Em época de unificação global da comunicação, o mundo vira a nossa aldeia. E, para mim, Cannes Lions cada vez mais se parece com o clube da cidade de José Bonifácio que conheci um dia, ali no centro da cidade, ao lado da sorveteria do Zé Tomate e perto da Escola Estadual Severino Reino. É muito prazeroso ver a comunidade global se encontrando, trocando ideias e daí você dá os descontos: tem os filhos de fazendeiros, os herdeiros de famílias importantes que não construíram nada, só continuam a fazer o que a família sempre fez com o dinheiro que herdou. Mas alguns são legais, outros nem tanto, mas estão ali.
Nesse clube tem também os atletas que se infiltram sem pagar o título. Só com o talento. Dando um jeito. Também tem os filhinhos de papai que fazem o que querem na cidade e dão a carteirada: sabe com quem você está falando? E os rebeldes, que tumultuam o status quo. Você precisa encontrar a sua turma e, de preferência, seguir interagindo e se divertindo.
Uma das críticas mais capiciosas e interesseiras que ouço sobre Cannes é que a boa ideia regional e de linguagem local não consegue se destacar por lá. Apenas as feitas para o festival. Se isso fosse verdade não haveria um outdoor gigantesco do Washington dentro do Palais contando ao mundo sua importância, como teve este ano. E acho uma visão estreita sobre o mundo comunicante que estamos vivendo agora. Então, separei algumas ideias com as quais fiquei encantado pela simplicidade e poderiam ter sido feitas em qualquer aldeia, inclusive aqui, na nossa.
Algumas ideias lá do clube de Cannes. Aumenta o preço! Em época de inflação, teve um mercadinho metido a besta que congelou os preços e, para divulgar isso, foi ousado. Resolveu dizer que tinha o menor preço. Não sobrou dinheiro para comprar muito espaço de propaganda, mas ele tinha uma marca própria. Fez o quê? Tirou a própria marca da embalagem e imprimiu bem grande o preço daquele produto. Quem faz isso não vai subir os preços a toda hora, não é mesmo? E todo mundo entendeu essa verdade. A marca própria vendeu mais que as marca-marcas.

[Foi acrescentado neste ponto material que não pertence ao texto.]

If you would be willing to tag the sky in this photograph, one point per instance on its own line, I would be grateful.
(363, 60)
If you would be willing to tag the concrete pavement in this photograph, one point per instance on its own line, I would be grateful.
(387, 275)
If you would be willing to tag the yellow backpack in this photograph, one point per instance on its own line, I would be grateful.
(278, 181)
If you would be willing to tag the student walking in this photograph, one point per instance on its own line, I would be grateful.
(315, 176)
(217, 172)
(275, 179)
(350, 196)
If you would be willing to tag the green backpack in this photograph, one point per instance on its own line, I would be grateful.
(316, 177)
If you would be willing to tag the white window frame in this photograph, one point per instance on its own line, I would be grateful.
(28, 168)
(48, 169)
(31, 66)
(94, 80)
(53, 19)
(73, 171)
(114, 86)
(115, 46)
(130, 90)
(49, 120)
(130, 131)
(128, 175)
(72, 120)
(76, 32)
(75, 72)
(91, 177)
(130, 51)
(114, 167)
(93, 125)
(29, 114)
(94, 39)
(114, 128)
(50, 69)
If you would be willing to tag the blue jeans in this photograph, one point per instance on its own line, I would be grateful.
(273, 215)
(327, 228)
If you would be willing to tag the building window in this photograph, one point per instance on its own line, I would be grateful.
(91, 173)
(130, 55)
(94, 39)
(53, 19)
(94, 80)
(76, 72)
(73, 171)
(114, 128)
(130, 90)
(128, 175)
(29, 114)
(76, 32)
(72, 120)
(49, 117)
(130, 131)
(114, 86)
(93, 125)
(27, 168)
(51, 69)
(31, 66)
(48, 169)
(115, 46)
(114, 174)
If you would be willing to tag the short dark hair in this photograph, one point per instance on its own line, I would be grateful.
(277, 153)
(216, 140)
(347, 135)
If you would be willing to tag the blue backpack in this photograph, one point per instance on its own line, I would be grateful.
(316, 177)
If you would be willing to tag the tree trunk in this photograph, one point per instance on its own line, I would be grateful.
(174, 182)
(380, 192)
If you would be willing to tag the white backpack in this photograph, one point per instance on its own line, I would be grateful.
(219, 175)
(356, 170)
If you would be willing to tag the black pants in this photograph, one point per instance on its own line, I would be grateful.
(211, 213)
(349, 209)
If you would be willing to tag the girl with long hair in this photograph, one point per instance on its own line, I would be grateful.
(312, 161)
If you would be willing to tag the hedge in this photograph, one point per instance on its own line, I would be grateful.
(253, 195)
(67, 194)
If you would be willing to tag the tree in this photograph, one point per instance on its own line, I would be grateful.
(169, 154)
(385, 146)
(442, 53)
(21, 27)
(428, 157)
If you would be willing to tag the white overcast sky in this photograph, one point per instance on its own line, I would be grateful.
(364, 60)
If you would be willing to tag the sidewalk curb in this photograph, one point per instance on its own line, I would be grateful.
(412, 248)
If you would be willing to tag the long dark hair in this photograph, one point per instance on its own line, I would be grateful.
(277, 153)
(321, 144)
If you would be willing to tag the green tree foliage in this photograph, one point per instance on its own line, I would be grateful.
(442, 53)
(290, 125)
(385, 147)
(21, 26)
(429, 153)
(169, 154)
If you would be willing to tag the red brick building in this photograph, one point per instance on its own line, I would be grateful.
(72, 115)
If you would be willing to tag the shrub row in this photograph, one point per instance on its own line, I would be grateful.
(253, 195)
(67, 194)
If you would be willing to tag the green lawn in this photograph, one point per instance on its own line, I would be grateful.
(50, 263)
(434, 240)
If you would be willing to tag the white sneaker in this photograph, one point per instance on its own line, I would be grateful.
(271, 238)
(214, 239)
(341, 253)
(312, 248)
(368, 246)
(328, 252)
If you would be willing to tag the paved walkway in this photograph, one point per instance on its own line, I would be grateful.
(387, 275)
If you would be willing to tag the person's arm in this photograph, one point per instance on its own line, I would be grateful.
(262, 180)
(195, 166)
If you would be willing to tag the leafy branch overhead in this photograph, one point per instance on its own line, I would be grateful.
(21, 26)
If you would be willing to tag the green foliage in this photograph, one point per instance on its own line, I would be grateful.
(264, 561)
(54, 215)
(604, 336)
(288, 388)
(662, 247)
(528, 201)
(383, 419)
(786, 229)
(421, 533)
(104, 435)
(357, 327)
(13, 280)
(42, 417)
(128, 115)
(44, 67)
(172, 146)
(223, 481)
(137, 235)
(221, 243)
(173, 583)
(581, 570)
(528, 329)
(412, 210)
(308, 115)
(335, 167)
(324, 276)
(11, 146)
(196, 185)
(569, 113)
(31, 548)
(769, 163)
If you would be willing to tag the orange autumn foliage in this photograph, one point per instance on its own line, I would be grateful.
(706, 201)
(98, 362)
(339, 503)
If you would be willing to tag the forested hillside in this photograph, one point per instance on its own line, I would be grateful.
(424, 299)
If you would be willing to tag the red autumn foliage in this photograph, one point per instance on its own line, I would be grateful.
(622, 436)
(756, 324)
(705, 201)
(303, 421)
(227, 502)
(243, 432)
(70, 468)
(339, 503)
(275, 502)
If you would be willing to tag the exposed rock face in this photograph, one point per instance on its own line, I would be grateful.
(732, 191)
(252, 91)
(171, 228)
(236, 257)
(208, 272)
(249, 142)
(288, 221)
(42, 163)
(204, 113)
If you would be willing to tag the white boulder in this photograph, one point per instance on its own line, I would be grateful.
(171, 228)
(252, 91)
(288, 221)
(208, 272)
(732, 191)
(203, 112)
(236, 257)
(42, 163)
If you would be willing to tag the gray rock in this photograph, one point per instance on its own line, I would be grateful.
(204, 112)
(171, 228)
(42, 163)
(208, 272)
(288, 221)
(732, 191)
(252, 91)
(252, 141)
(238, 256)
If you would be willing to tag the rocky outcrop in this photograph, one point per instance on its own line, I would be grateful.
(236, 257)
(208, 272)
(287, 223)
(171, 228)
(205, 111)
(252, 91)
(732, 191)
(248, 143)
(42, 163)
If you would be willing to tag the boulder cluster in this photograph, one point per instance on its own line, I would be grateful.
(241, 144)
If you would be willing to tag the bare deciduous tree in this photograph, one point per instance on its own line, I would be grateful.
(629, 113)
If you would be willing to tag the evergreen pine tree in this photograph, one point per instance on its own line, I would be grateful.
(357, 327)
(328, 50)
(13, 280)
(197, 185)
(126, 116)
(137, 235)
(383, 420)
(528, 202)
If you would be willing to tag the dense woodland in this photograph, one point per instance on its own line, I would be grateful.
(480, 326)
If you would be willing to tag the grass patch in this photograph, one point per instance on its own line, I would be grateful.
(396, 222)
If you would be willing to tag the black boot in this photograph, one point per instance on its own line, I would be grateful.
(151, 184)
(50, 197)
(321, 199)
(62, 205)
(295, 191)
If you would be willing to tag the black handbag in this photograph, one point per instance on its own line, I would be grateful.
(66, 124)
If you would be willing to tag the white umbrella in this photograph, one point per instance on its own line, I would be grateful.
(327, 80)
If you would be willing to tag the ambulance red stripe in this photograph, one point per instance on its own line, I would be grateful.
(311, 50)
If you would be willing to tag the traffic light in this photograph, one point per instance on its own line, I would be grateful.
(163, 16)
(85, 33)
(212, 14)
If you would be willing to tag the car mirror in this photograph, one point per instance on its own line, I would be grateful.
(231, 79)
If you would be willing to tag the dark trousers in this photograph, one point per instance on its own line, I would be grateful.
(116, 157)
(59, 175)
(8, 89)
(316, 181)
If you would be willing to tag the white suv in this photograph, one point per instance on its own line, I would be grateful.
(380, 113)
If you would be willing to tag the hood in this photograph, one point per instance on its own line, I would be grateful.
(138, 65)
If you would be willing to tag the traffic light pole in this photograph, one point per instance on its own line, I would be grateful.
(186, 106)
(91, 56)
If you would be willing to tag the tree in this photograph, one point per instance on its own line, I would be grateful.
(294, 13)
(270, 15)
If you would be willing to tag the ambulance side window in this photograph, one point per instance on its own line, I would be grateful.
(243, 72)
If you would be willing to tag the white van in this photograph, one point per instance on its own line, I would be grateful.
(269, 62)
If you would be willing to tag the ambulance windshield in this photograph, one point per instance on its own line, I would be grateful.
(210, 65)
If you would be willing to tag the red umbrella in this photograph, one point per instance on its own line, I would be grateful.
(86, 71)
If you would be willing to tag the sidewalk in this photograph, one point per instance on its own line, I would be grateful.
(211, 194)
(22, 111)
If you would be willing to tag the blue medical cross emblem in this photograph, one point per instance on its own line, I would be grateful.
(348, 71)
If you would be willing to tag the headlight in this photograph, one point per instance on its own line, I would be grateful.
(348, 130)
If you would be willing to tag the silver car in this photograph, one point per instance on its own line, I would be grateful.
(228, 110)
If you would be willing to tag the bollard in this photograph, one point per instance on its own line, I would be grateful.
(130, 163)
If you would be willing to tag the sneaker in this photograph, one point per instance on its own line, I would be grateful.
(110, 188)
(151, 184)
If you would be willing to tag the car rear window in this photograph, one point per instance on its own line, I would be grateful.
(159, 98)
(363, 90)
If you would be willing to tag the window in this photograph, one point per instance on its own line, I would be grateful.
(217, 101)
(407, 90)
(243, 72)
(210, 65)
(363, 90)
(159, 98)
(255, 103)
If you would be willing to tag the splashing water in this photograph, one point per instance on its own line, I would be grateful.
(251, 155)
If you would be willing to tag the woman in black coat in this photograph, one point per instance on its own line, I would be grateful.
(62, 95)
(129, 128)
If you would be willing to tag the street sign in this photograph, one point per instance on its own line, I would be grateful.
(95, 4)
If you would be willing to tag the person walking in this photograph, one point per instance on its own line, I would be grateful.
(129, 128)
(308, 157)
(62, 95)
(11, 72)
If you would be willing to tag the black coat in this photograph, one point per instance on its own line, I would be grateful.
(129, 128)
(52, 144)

Teve também o causo da passagem de trem. O pessoal costumava entrar no trem sem pagar, daí, para incentivar a compra de passagem, passaram a fazer uma loteria com o número da passagem. Quem comprava um ticket de trem estava, na verdade, com um ticket de loteria e concorria a prêmios em dinheiro. O pessoal não gosta de pagar passagem, mas adora uma fezinha. Vale para Índia, para José Bonifácio.
E para o problema sério de agressão à mulher, uma seguradora resolveu se comprometer, foi lá e colocou no contrato de seguro três palavrinhas a mais na cobertura de sinistros: agressão a mulher. Em caso de agressão à mulher, o seguro (feito pelo agressor) cobriria um lugar para a mulher ficar. Essa ideia então foi direto onde as pessoas mudam o comportamento: o bolso.
Teve uma outra muito boa do fabricante de Vaselina, que decidiu pegar na mentira todos os vídeos que estão nas redes usando seu produto. Daí criou um time de cientistas para verificar o conteúdo de cada um, se era mentira ou verdade. E saiu por aí dando troféus para quem falava a verdade e avisando a audiência quando o uso do produto não era correto ou colocava em risco as pessoas. Tão simples e tão bom.
Ideias tão boas que parecem até propaganda brasileira, da boa, feita aqui. Aliás da Vaselina, inclusive, foi o Grand Prix que o Marco Versolato ganha todo ano lá para Asia, onde trabalha. Cada vez que encontrava ideias assim, lembrava da aula da Maria Carmem sobre comunicação, abordando o filósofo canadense Marshall McLuhan, que na década de 1960 criou o conceito de aldeia global. Aconteceu simplesmente. Eu canto a minha aldeia e o mundo ouve. Mas é preciso escutar também. Lá no clube do Centro de Bonifácio, ou em Cannes, já não sei mais, você precisa encontrar a sua turma. Aturando os herdeiros, se esquivando dos valentões, mas se divertindo no meio de muita gente boa. Ou encontrar outro clube.